Has this always been true, even with old-style torque converter automatics?
Agreed - in the past I have downshifted rather than use the brakes, but even at relatively low rpm (where you won’t risk damaging the engine), the overall wear and tear on the engine is probably slightly more than using the brakes, so I’ll stop doing this forthwith - since if you need to slow down to a stop (and therefore waste energy), utlimately it doesn’t affect fuel efficiency whether you do that via the engine or the brakes. But:
This I can’t entirely agree with - in most situations, coasting in gear (and therefore using zero fuel) is preferable to coasting out of gear (using a little fuel to keep the engine at idle), since quite often you will be coming to a stop anyway. But yes, sometime traffic conditions call for coasting in neutral (which I mentally refer to as my seventh gear).

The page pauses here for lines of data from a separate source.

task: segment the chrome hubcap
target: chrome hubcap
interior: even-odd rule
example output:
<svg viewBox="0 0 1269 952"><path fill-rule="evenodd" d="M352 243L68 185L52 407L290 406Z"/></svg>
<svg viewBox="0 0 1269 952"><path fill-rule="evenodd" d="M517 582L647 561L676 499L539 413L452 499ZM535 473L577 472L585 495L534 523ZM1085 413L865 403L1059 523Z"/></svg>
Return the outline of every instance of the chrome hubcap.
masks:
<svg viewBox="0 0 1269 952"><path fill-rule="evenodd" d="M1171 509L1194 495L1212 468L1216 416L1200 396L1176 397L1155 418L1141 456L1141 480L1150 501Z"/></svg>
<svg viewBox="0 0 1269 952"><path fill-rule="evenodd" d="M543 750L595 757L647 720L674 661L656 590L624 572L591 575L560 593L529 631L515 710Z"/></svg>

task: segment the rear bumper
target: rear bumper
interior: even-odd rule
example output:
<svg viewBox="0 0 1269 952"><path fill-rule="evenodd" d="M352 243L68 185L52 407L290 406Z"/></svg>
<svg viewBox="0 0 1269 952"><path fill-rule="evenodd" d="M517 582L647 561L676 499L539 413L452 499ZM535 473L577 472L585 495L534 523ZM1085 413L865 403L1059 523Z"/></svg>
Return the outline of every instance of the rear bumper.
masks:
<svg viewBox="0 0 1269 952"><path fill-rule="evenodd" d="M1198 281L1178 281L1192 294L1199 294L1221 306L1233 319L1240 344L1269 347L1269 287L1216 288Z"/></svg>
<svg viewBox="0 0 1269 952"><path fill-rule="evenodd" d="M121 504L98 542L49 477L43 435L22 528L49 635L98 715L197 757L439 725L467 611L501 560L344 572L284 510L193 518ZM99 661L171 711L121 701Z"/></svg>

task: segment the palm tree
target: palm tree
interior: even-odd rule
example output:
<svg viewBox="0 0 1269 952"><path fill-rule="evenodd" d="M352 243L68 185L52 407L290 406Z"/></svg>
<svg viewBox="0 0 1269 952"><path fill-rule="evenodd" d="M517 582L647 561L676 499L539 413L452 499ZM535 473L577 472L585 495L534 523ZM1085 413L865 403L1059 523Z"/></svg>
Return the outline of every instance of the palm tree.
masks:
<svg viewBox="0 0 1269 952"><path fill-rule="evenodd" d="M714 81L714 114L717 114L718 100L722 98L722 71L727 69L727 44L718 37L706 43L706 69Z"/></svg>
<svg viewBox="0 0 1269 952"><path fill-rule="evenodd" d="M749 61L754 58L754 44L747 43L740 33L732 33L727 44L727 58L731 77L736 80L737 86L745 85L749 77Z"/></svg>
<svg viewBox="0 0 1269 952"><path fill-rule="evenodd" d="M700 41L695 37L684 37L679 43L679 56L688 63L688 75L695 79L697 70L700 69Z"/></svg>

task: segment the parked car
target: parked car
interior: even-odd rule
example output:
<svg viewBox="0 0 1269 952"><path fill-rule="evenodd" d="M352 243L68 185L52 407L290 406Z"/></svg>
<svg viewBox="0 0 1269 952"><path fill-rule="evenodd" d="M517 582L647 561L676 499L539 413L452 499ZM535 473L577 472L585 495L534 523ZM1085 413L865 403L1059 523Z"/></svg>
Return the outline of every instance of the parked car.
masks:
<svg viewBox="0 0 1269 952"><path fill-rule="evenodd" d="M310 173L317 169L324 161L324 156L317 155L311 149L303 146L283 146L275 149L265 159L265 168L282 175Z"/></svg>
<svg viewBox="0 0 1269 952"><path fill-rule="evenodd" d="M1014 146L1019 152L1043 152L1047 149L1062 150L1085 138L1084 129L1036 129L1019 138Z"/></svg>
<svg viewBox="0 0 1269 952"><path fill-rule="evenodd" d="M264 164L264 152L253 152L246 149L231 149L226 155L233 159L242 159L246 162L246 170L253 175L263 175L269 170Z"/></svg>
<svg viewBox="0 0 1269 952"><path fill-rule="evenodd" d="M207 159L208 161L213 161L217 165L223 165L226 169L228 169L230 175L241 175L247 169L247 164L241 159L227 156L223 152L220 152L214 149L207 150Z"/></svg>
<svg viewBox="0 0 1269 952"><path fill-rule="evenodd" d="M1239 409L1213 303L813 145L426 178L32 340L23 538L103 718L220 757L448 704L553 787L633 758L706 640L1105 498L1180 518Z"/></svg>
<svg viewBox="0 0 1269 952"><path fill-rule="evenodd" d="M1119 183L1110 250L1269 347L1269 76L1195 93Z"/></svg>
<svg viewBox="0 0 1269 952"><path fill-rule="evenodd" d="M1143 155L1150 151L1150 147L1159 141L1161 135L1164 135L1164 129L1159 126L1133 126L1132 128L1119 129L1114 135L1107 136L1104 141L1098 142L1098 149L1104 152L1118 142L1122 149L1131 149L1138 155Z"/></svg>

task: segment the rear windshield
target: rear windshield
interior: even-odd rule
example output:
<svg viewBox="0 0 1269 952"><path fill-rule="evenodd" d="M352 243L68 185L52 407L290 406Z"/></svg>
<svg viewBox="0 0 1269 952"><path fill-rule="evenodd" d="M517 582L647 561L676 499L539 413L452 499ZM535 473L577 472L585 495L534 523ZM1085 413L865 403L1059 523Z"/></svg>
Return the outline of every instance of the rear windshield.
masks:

Because engines have worse efficiency at light load than at heavy load.
The latter is using less fuel per combustion cycle (because of the lighter load), but more combustion cycles per unit time (i.e. higher RPM). The fuel per unit time is the factor of interest, and is the product of both of those parameters, just as power is the product of load and RPM. When you can produce the required power output with either high torque+low RPM, or with low torque+high RPM, it’s almost always more efficient to go with high torque+low RPM.
I see now that I screwed up a link in my previous post. I’ll copy the relevant paragraph here, and install the correct link:
Correct. Post #3 provided a useful BSFC map, but here’s an even more informative one. Notice the additional smoothly curved lines that descend from the upper left to lower right. These are lines of constant engine power output. If you want to cruise at a steady speed you need a fixed quantity of engine power output, and this determines which of those constant-power lines you’re going to be on. To use something like your example, let’s suppose we need 50 kW of power to cruise up a hill at 30 MPH. Find that constant-power line at the right hand axis, and imagine being in a low gear such that engine RPM is up near 4500; your BSFC is 360. Now imagine upshifting, which moves you left-and-up along that 50-kW curve. Now your engine RPM is around 2300, and you’re stepping pretty hard on the accelerator. Same power output, 50 kW, but now your engine’s BSFC is more like 240, right on that “island” of best efficiency.
OK, back to this current post. hopefully that BSFC plot, with its lines of constant power, clarifies what I’m trying to say: for a fixed engine power requirement, you tend to get better efficiency by selecting a gear that makes the engine operate at high load and low/middling RPM.
And just to be sure there’s no confusion, note that when it comes to BSFC, lower numbers are better (as opposed to MPG, for which higher numbers are better).